El segundo Concilio de Nicea (787) pone fin, desde el punto de vista teológico y dogmático a la controversia sobre los íconos. Los padres establecen que: «... de modo semejante a la imagen de la preciosa y vivificante cruz han de exponerse las sagradas y santas imágenes, tanto las pintadas como las de mosaico y de otra materia conveniente, en las santas iglesias de Dios, en los sagrados vasos y ornamentos, en las paredes y cuadros en las casas y caminos, las de nuestro Señor y Dios y Salvador Jesucristo, de la Inmaculada Señora nuestra la santa Madre de Dios, de los preciosos ángeles y de todos los varones santos y venerables. Porque cuanto con más frecuencia son contemplados por medio de su representación en la imagen, tanto más se mueven los que éstos miran al recuerdo y deseo de los originales y a tributarles el saludo y adoración de honor, no ciertamente la latría verdadera que según nuestra fe sólo conviene a la naturaleza divina; sino que como se hace con la figura de la preciosa y vivificante cruz, con los evangelios y con los demás objetos sagrados de culto, se las honre con la ofrenda de incienso y de luces, como fue piadosa costumbre de los antiguos. "Porque el honor de la imagen se dirige al original" (San Basilio) y el que adora una imagen, adora a la persona en ella representada.» (Ds 302). [vease el texto completo de los cánones del Concilio Niceno II]
El Concilio establece por lo tanto que se deben venerar de igual manera la imagen visible y la imagen verbal, la que entra en la mente por los ojos y la que entra por las orejas, la imagen luminosa y la imagen sonora, la palabra oral o escrita y una imagen. Dicen más: la imagen es una palabra, es un lenguaje análogo al de la palabra que realiza el anuncio y la celebración de la salvación.
La encarnación del Verbo de Dios
El ícono es mediador entre las dos venidas, entre los dos hechos: la encarnación y la escatología.
La Iglesia de la misma manera que guarda su palabra debe guardar su rostro para reconocerlo cuando vuelva.

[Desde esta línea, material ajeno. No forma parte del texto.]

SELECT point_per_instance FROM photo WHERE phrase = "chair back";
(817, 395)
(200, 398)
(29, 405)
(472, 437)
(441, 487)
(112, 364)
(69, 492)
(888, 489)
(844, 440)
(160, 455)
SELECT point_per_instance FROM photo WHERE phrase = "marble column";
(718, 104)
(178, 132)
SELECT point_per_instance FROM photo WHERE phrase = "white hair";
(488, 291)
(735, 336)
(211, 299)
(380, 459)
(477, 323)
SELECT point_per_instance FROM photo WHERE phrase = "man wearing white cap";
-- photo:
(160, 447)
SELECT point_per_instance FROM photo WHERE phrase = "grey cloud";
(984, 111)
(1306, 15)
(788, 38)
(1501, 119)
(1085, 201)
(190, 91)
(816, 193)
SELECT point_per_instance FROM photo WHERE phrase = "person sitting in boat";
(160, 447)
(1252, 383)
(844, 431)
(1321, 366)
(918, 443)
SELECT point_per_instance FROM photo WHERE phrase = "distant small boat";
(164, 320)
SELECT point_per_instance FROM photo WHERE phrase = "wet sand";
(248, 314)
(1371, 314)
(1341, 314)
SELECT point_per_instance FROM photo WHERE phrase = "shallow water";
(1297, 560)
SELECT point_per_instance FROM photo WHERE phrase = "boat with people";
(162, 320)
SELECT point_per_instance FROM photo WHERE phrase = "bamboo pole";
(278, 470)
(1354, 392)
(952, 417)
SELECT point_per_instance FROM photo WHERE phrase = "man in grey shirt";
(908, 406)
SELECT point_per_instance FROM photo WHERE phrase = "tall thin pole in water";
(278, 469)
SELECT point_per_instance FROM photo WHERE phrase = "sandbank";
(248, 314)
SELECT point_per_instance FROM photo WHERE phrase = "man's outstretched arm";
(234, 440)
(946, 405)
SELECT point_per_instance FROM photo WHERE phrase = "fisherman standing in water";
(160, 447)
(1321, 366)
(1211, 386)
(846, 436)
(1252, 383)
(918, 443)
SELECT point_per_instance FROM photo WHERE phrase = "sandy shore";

El 11 de marzo, primer domingo de Cuaresma, se celebró en Constantinopla la victoria de los sostenedores de la latría a los íconos. El kontákion, breve oración bizantina se sigue repitiendo desde entonces una y otra vez:
El Dios-Hombre, el Señor, está presente en su Palabra para hablarnos, en el prójimo para encontrarnos, en su Nombre para socorrernos, en su ícono para mirarnos, en la asamblea para reunirnos, en su Cuerpo y Sangre entregados para asimilarnos a Él.
Notas
1. Las notas que siguen se basan fundamentalmente en los apuntes del curso Fundamentos para una teología icónica del P. Sante Babolin, Universidad Gregoriana, año académico 1986-87. Se puede consultar también: M. Donadeo, El ícono, imagen de lo invisible (Brescia 1980) hay traducc. cast.; Paul Eudokimov, L'Art de l'icone: théologie de la beauté, ed. BDB (Paris 1972) hay traducc. cast.; L. Ouspensky, Théologie de l'icone dans l'Eglise orthodoxe, éd. du Cerf (Paris 1980); C. von Schoenborn, L'Icone du Christ. Fondements théologiques élaborés entre le Ier et le IIe Concile de Nicée (325-787), éd. Universitaires Fribourg (Suisse 1976); E. Sendler, L'Icône, image de l'invisible: élements de théologie, esthétique et technique, ed. BDB (Paris 1981) traducc. italiana, ed. Paulinas (Roma 1984).
2. Daniel Ange (pseudónimo de P. Andronicof), El abrazo de fuego: el ícono de la Trinidad de Roublov, ed. BDB (Paris 1981) 45-46.